No. 78-2259.

374 So.2d 636 (1979)

The STATE of Florida, Appellant, v. Mitchell Lewis BATTLEMAN and Theresa Garcia Hayes, Appellees.

District Court of Appeal of Florida, Third District.

August 21, 1979.

Attorney(s) appearing for the Case

Janet Reno, State's Atty. and Theda R. James, Asst. State's Atty., for appellant.

Snowden, Kornreich & Migdall and Charles H. Snowden, Arthur Massey, Miami, for appellees.



This is an appeal by the State from an order granting a motion to suppress evidence seized by officers from the defendants' suitcases and a handbag at the Miami International Airport. The trial judge set out extensive findings of fact in his order entered at the conclusion of all the evidence at the hearing on the motion to suppress. These findings are: (1) that the initial stop of the defendants was unlawful; (2) that the bags were seized prior to arrest without probable cause. He thereupon held that the subsequent search was without warrant and without consent and, therefore, illegal.

On this appeal, the State seeks reversal as to both defendants upon argument (1) that the detectives' initial contact did not amount to a stop and, therefore, was not unreasonable; (2) that the 15-minute detention of the two suitcases while investigation was made was not unreasonable.

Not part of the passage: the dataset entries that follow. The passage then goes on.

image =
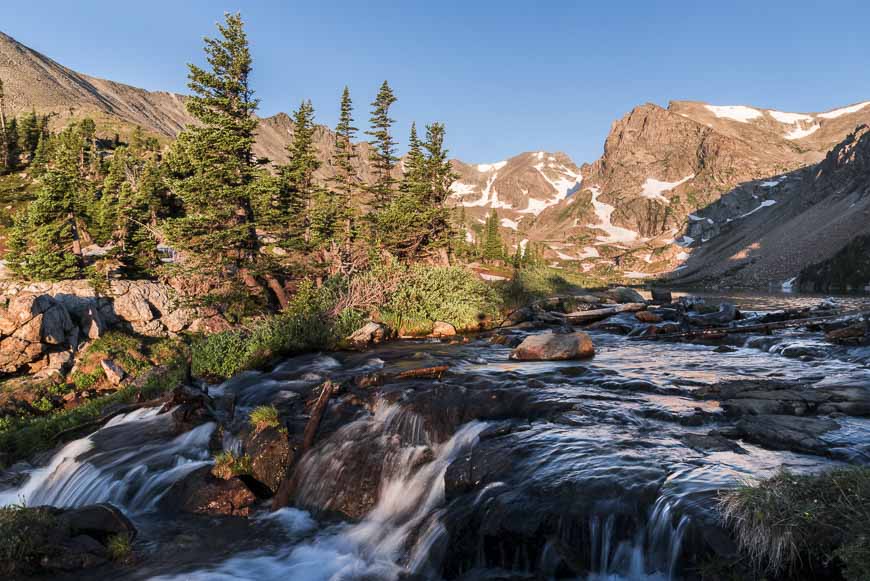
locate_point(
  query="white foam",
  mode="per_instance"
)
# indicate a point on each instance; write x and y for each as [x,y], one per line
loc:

In reviewing the findings of a trial judge on a motion to suppress, the findings must be accepted by the appellate court if the record reveals evidence to support the findings. Rodriguez v. State, 189 So.2d 656 (Fla. 3d DCA 1966); Wigfall v. State, 323 So.2d 587 (Fla. 3d DCA 1975). Reviewing the record in the instant case, we believe that the trial judge had an evidentiary base for his findings. The initial contact of the detectives was with defendant Battleman. He was stopped as he proceeded to his plane and interrogated. At the same time, two suitcases that he had checked were removed from the conveyor to the baggage loading platform. The State suggests that the stop for investigation was justified by the fact that Battleman seemed nervous; he had arrived two days previously from San Francisco with one of the same bags; and his ticket showed that he had paid for it in cash. The trial judge's conclusion that these facts were not sufficient to meet the test that the police must be able to articulate an objective reasonable basis for belief that a crime has been, will be, or is being committed is supported by applicable law. See Terry v. Ohio, 392 U.S. 1, 88 S.Ct. 1868, 20 L.Ed.2d 889 (1969); U.S. v. Ballard, 573 F.2d 913 (5th Cir.1978).

Having determined that the initial stop was illegal, the trial judge did not need to go further unless some exception to the search warrant rule was advanced. Mullins v. State, 366 So.2d 1162 (Fla. 1978). Cf. State v. Bisbee, 367 So.2d 1109 (Fla. 3d DCA 1979). See also Taylor v. State, 355 So.2d 180 (Fla. 3d DCA 1978). In the instant case, the State has argued that later consent was given for the baggage search. The evidence on this point is in sharp conflict. The trial judge believed the testimony of co-defendant Hayes that consent was not given, and we cannot say that the trial judge's finding is unreasonable.

We conclude that the State has failed to show error on this record and, therefore, the order is affirmed.